Berkeley Heights, New Jersey,

7 de junio de 1978

En Busca de Tres Mundos
PARTE I: En el Planeta de las Gemas

1

Pensad en el caballo. El caballo trepaba por entre las grietas de un cerro de gemas; la fuerza que lo impulsaba era el amor al hombre.

Pensad en Mizzer, el planeta de recreo, donde el coronel Wedder, su dictador, reformó la cultura tan bruscamente que la decadencia se convirtió en atrocidad.

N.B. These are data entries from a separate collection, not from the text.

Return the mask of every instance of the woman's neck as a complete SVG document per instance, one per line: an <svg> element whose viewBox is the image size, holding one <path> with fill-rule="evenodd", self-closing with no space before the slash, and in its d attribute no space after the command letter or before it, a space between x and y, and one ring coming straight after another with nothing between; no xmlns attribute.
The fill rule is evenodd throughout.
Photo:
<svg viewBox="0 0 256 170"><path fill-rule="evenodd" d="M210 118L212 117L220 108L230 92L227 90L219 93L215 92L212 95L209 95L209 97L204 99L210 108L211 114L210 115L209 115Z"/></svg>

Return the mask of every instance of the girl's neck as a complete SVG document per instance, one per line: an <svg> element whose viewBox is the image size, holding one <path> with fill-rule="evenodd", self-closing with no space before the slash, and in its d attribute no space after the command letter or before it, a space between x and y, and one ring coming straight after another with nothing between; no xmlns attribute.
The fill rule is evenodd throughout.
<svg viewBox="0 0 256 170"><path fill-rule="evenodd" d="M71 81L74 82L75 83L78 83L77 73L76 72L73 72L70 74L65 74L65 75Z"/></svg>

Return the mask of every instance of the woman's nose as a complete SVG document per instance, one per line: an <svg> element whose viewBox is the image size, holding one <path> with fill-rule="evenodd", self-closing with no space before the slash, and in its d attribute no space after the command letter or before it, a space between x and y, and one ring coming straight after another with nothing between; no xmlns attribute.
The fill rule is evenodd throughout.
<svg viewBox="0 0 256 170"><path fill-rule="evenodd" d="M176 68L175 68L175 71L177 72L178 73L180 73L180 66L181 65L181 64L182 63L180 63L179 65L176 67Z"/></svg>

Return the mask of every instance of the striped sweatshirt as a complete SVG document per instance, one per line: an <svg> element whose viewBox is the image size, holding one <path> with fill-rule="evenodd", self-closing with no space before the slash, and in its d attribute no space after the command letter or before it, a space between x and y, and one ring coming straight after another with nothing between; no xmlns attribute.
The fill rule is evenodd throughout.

Pensad en Genevieve, tan rica que era prisionera de su fortuna, tan hermosa que era víctima de su belleza, tan inteligente que sabía que nada podía torcer su destino.

Pensad en Casher O'Neill, un vagabundo entre los planetas, sediento de justicia pero anhelando que la «justicia» no fuera sólo un sinónimo de «venganza».

Pensad en Pontoppidan, literalmente una gema: un planeta cuyos habitantes eran demasiado ricos e industriosos para disfrutar de la buena mesa, el aire libre o mucha diversión. Sólo tenían diamantes, rubíes, turmalinas y esmeraldas.

Sumadlo todo y tendréis una de las historias más extrañas que hayan circulado de mundo en mundo.

Cuando Casher O'Neill llegó a Pontoppidan descubrió que la capital se llamaba Andersen, un nombre apropiado.

Era el segundo siglo del Redescubrimiento del Hombr e. En todas partes la gente adoptaba viejos nombres, viejos idiomas y viejas costumbres en cuanto los robots, y las subpersonas rescataban la información entre los desechos de rutas estelares olvidadas o las ruinas subterráneas de la Cuna del Hombre.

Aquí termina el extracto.